3. S/He is truthful. The person of integrity doesn't lie or embroider the truth to make it more dramatic or less painful.

4. S/He is consistent. You can count on this person to be reliable in her/his behavior.

5. S/He takes responsibility for her/his mistakes. This person doesn't weasel out on blame and s/he makes amends when s/he hurts someone.

6. S/He doesn't whine when things go wrong. This person doesn't blame others or make excuses for the problems s/he faces.

7. S/He cares about the work, the mission, the product, and a job well done. This person isn't in it for the money or the recognition or the advancement but for the satisfaction of having done it well.

8. S/He is skeptical of simple answers to complex problems. The person of integrity looks below the surface of a problem to find its source and avoids stopgap measures as much as possible, preferring to deal with a problem close to its source.

9. S/He minds her/his own business. This person focuses on her/his own work and avoids getting drawn into the responsibilities of another.

10. S/He knows it's not possible to go through life without making mistakes or hurting others inadvertently. This person is able to forgive him/herself for mistakes and to extend that forgiveness to others, giving encouragement rather than blame.

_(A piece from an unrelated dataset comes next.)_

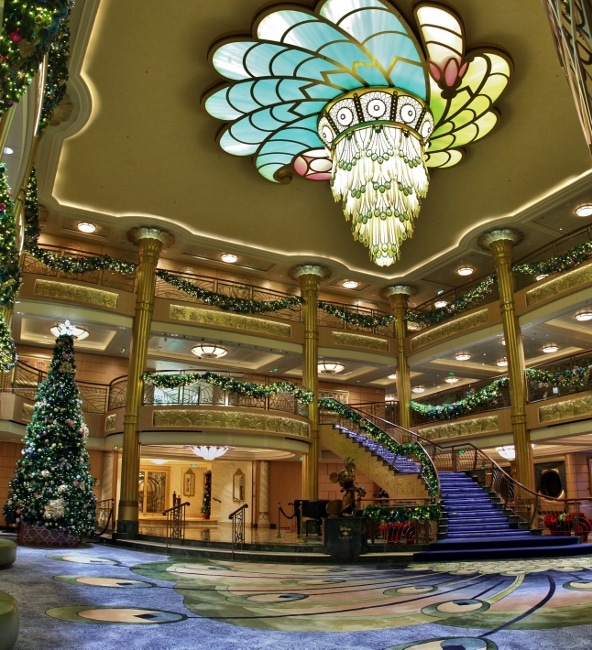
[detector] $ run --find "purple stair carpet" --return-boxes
[413,472,592,561]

I don't know about you, but I see a lot of compassion weaving in and out of these characteristics of a person of integrity. Do you mind if I invent the word "integritous"? I think we need it.


8 comments:

Christina Martin said...

I agree with you about seeing compassion in this description of integrity. I also think that even where the definition of integrity doesn't "overlap" with compassion, it often tends to lead to it. It certainly does not have to be an "either/or" proposition. And integrity dictates that the person who talks compassionately follow through in their personal actions.

ms. kitty said...

What a great observation, Christina, thanks!

Robin Edgar said...

Well I think that you can probably guess what I have to say about the integrity, or lack thereof. . . of too many of the U*Us that I know, especially those in positions of responsibility when it comes to responding to various U*U injustices and abuses with some genuine justice, equity and compassion.

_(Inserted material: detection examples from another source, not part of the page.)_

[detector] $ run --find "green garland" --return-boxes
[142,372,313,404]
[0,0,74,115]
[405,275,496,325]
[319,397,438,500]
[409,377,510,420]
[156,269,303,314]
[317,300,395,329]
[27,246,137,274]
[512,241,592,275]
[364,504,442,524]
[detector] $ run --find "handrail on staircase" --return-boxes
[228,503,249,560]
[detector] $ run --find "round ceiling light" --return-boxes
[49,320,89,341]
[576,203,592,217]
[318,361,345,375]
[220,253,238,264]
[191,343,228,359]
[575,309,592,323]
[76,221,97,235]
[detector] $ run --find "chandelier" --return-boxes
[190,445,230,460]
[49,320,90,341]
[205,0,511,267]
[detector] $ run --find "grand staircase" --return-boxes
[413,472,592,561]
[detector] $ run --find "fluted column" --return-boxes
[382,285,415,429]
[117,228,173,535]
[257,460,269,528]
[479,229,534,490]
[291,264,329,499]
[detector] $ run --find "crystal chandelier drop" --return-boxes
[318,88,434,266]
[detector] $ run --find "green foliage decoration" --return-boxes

When you think that you have "invented" a word it pays to Google it. More often than not you will discover that someone else coined it before you. In any case I am not sure how synthesizing the words 'integrity' and 'compassion' leads to the word 'integritous'. U*Us certainly could *use* more integrity and compassion though. To paraphrase Christina, "Integrity dictates that the people who talk about justice, equity and compassion in human relations follow through in their personal actions." The same principles apply to the rest of the "talk" of the Seven Principles". I and other people who have been harmed by U*Us are waiting for U*Us to show some integrity and start actually walking their so far remarkably insincere and empty "talk".

ms. kitty said...

Thanks for the idea, Robin. I did google "integritous" and found it at unwords.com: characterized by integrity.

Mile High Pixie said...

I'm not sure I can add much to the comments so far, but it's certainly a relevant topic, especially in an election year. Perhaps it helps to think of compassion as the "talk" and integrity as the "walk." Or, if we want to get even more into semantics, we could say that compassion is the noun and integrity should be more of a verb. Regardless of one's personal or political stripe, having integrity would make things a lot simpler for everyone, if we knew what we were getting whenever we dealt with people. Or at least one would have to pipe down about what they believed if they knew they couldn't back it up with their actions. Although, I would say most folks believe integrity is a positive trait. So would it be positive if someone just said "I'm a racist" or "I'm a homophobe" and then lived out those beliefs in their actions? Technically, they have integrity, but are they decent people?

Or am I muddying the waters a bit unnecessarily?

ms. kitty said...

Good point, Pixie. It seems that compassion without integrity is lacking something and so is integrity without compassion.

kim said...

As someone once said (I think it was Aldous Huxley), "Nothing short of everything will really do."

wayful said...

When I hear someone say that he disagrees with the Dalai Lama it gives me pause. This statement immediately places the one who disagrees on a high pedestal of his own making. One of Buddhism's main points of study is the delusions created by the ego. This reminds me of the "Book of Virtues" and its writer.